Terapist görüşme sürecinde aile ve üyeleri tarafından organize olan değil aile ve üyelerini organize eden rol ve fonksiyon sahibi olmalıdır.
- Aile üyelerinin birbirlerini suçlayıcı, eleştirici, yargılayıcı dil kullanmamalarını sağlamalıdır. İletişim ve etkileşime aktif katılımlarını sağlamalıdır.
- Her aile üyesinin farklılığını korumasına ve kendini geliştirmesine destek olmalıdır.
- Terapistler aile üyelerine sorular sorarak veya ilişkileriyle ilgili açıklamalarını alarak, üyelerin kendi aralarındaki etkileşimi ve tepkilerini inceler.
Aile üyelerinin çözüme yönelik çabaları destekler, güçlendirir ve güven verir.
Aile üyelerine bir sonraki seansa katılımı için randevu verir ayrıca ev ödevleriyle aile üyelerinin kendilerini geliştirmesine yardımcı olur.
Giriş bölümünde; yapı kurma ve girişimi güçlendirme, etkileşim oluşturma, aile üyelerini tedaviye yönelik harekete geçirme vs.
GELİŞME EVRESİ
Teropotik sürece her bir aile üyesinin aktif katılımını sağlamak, aile üyelerinin her birinin bütün içindeki yeri,rol ve fonksiyonlarını değerlendirmek, çözüm için kaynaklarını harekete geçirmektir.
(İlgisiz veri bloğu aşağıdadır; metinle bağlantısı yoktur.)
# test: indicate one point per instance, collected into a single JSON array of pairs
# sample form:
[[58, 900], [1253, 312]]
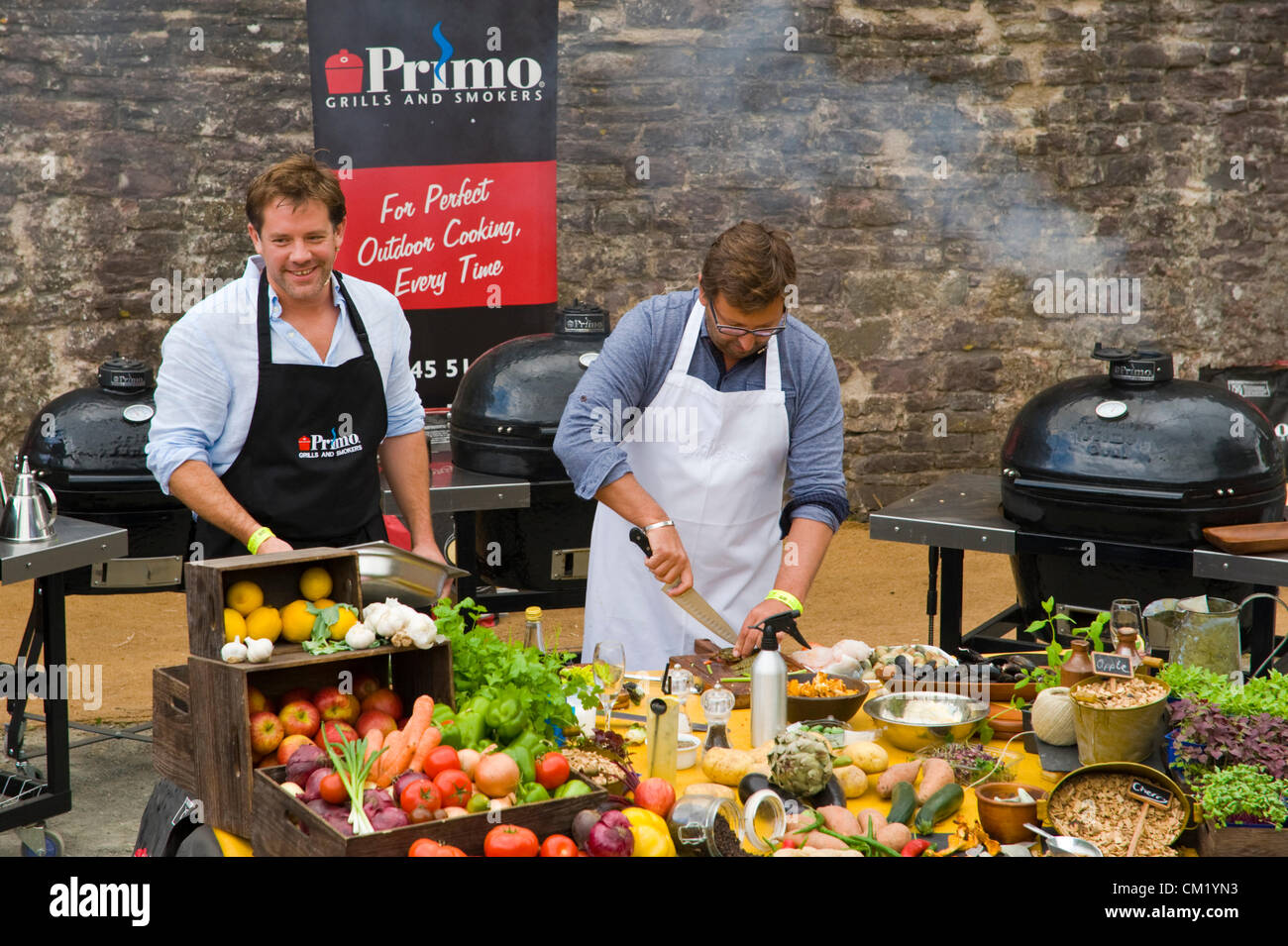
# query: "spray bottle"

Aile üyelerinin ayrı ayrı farklılıklarının ortaya çıkmasına yönelik müdahelerinin yanısıra farklılıklarının çatışmaya dönüştürmeden nasıl çözüm kaynağı olacağının belirlenmesini sağlamaktır.
Aile içi ilişkilerde olumlu, iyi, yararlı tutum ve davranışları vurgulayarak değişim için cesaretlendirilmelidir.
Aile üyelerini yeni rol ve tutum kalıpları oluşturmalarında yardımcı olmaktır.
Aile üyelerinin birbirleri arasında empatik ilişki yasını oluşturmaya yönelik uygulamalar yapmaktır.
Aile üyelerinin belirlenen problemin çözümüne yönelik odaklaşması ve birlikte hareket geçmesine teşvik edilmelidir.
Aile’ de teropotik süreçte amaçlanan hedeflere ulaştığı, değişimin gerçekleştiğine inandığı, her bir üyenin kendi iyi ve güvenli hissettirir bir süreçtir.
Değişimin sorumluluğu ve süreçteki rol ve fonksiyonlar bütünüyle aileye verilmelidir.
Ailenin görüşmeyi sonlandırmak isteyip istemedikleri sorulur. İleride ihtiyaç duyduklarında yeniden müracaat edebilecekleri bildirilir.